HISTERIA
LUNA
-Padmo
Adi-
LunaKharisma harus menampilkan Tugas Akhirnya, sebuah pertunjukan teater, pada
tanggal 09 Agustus 2019. Dia masih mengusung reportoar mengenai kehidupan
perempuan pasca-perceraian, alias janda. Judul pementasan dia kali ini adalah Di Dalam Rumah 3, kalau saya boleh
katakan, merupakan trilogi. Memang saya tidak menyaksikan sendiri Di Dalam Rumah 1 dan Di Dalam Rumah 2, tetapi Luna pernah
menceritakan dua pertunjukan itu, sehingga saya bisa sedikit banyak
membayangkannya. Lalu, apa yang membedakan dua Di Dalam Rumah itu dengan Di
Dalam Rumah 3? Pisau bedahnya. Luna Kharisma menggunakan teori Psikoanalisa
Lacanian.

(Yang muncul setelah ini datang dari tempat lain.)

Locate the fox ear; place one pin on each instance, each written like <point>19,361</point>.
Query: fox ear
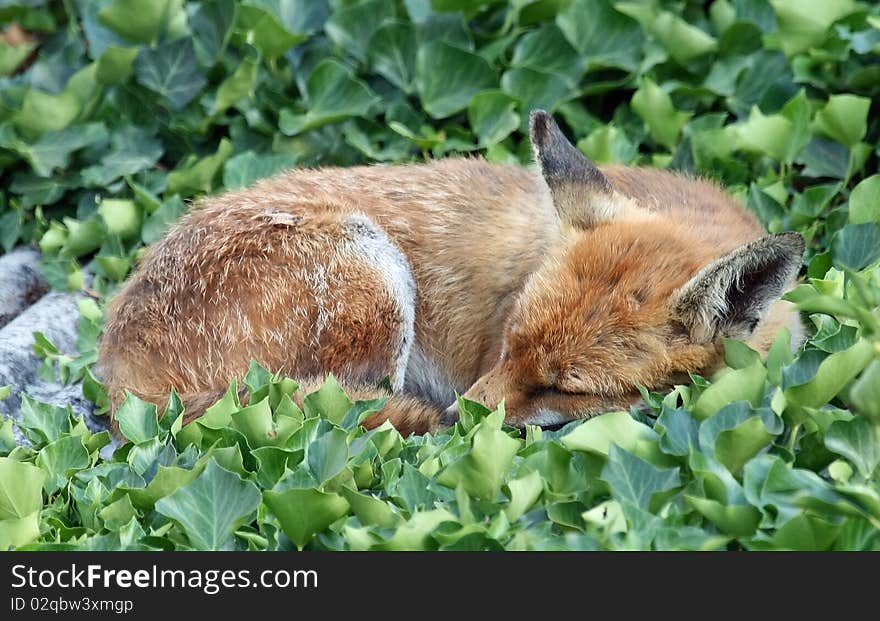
<point>730,295</point>
<point>580,191</point>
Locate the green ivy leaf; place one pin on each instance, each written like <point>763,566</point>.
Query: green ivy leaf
<point>211,507</point>
<point>447,77</point>
<point>171,71</point>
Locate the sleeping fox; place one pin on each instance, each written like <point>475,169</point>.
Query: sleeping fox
<point>556,291</point>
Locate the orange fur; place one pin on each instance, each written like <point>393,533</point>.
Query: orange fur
<point>510,300</point>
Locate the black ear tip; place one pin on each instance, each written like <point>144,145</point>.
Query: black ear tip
<point>539,125</point>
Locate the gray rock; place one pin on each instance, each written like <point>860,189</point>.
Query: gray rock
<point>21,283</point>
<point>56,315</point>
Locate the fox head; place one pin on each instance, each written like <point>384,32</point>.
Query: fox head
<point>629,298</point>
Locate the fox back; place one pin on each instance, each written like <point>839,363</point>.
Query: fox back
<point>557,290</point>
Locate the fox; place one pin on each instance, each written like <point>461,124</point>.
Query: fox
<point>558,289</point>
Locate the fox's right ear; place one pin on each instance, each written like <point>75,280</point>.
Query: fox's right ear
<point>581,193</point>
<point>729,296</point>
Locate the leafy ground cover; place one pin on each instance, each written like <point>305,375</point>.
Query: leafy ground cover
<point>114,113</point>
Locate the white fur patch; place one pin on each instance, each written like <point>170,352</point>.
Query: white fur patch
<point>545,418</point>
<point>372,245</point>
<point>427,379</point>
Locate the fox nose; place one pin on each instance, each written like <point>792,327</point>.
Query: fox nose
<point>449,416</point>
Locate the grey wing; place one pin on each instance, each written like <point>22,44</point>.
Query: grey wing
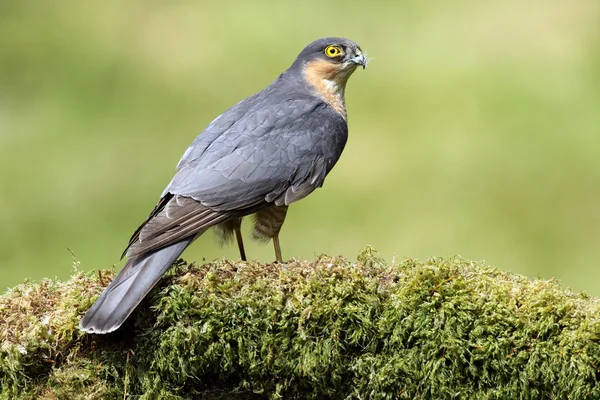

Psikoanalisa Lacanian ini Luna pakai sebagai teori untuk menganalisa
subyek perempuan pasca-perceraian itu. Dengan teori itu pulalah saya akan menulis
mengenai Di Dalam Rumah 3, atau lebih
tepatnya Gladi Resik Di Dalam Rumah 3.
Ya, sayang sekali saya tidak bisa menyaksikan pertunjukan itu pada Hari H,
karena suatu alasan. Meskipun demikian, saya menyaksikan Gladi Resiknya. Tentu
ada beberapa hal yang membedakan Gladi Resik Di Dalam Rumah 3 dengan pementasannya, sebab sesaat setelah Gladi
Resik tersebut, para dosen Luna memberi masukan dan revisi.
Berangkat
dari pengalaman menyaksikan Gladi Resik Di
Dalam Rumah 3 itu, saya mencoba menganalisa reportoar Luna tersebut. Teori
Empat Wacana Lacanian akan saya gunakan. Tentu saya tidak akan membahas bentuk
atau genre teater Luna. Hal itu di
luar kemampuan saya. Yang saya bahas pada tulisan ini adalah wacananya,
narasinya. Selain itu, saya juga akan menggunakan teori mitos Roland Barthes,
sebab di dalam (Gladi Resik) pertunjukan Luna itu, dia membawa nama Calon
Arang, lebih spesifik film Ratu Sakti
Calon Arang (1985) yang dibintangi Suzanna.
Gladi
Resik Di Dalam Rumah 3 diawali dengan
adegan sarapan bersama suatu keluarga yang terdiri dari seorang ibu, seorang
anak lelaki, dan seorang anak perempuan. Tidak ada sosok ayah di sana. Seiring
perkembangan cerita, ketiadaan sosok ayah itu terjelaskan; ibu itu janda.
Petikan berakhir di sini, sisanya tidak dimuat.